To summarise, age has a significant effect on neuroretinal rim and lamina cribrosa blood flow and velocity and retinal volume. Morphological changes associated with age, such as reductions in retinal ganglion cells and their axons, have previously been reported.34,35,36 This depletion in nerve fibre numbers may result in a reduced requirement for ocular perfusion, or alternatively reduced perfusion may itself result in the depletion of retinal ganglion cell axons.
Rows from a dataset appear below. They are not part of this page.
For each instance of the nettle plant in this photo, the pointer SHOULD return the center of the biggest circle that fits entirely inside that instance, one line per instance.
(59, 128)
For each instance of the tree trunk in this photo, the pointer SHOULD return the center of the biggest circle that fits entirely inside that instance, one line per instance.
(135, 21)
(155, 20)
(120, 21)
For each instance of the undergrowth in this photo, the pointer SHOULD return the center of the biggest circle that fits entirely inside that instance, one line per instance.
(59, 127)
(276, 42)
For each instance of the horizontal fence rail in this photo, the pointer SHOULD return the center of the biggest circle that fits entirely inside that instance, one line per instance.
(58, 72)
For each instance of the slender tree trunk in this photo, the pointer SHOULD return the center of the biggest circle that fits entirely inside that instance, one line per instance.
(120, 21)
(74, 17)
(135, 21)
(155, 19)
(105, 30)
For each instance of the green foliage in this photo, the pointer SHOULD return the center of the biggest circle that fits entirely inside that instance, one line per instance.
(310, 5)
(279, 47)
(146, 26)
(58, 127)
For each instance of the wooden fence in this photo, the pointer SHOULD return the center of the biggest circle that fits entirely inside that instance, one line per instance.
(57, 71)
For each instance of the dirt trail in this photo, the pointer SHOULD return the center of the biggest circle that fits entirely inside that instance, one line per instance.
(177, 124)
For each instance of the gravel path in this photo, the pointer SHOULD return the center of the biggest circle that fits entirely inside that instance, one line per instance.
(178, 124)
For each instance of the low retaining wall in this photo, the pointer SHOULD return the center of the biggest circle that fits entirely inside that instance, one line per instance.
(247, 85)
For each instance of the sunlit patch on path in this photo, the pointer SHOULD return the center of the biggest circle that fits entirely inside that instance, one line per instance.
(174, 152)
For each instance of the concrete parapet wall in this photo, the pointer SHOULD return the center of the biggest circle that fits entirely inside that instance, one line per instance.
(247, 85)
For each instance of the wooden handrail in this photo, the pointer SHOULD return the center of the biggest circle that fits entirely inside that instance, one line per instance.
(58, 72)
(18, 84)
Blood flow measurements may fall due to increases in vascular resistance following changes in the capillary vessel structure with age.37 It is known that with age the incidence of atherosclerosis increases, which reduces arterial distensibility.21 It therefore follows that with advancing age the compliance of the retrobulbar arteries, including the posterior ciliary arteries and the central retinal artery, are likely to diminish and in turn will result in a decrease in the retinal and neuroretinal rim microcirculation. Alternatively, the blood flow reductions observed may be due to loss of autoregulatory processes38 that are strongly influenced by the endothelium, and known to alter with increasing age.22 While the exact basis for reduced blood flow is uncertain, what remains clear is that advancing age results in lower ocular blood flow. It is likely that multiple factors are involved in the process of blood flow diminution with age, and such reduction may be of significance in the aetiology of some age-related eye diseases, or indeed exacerbated by them.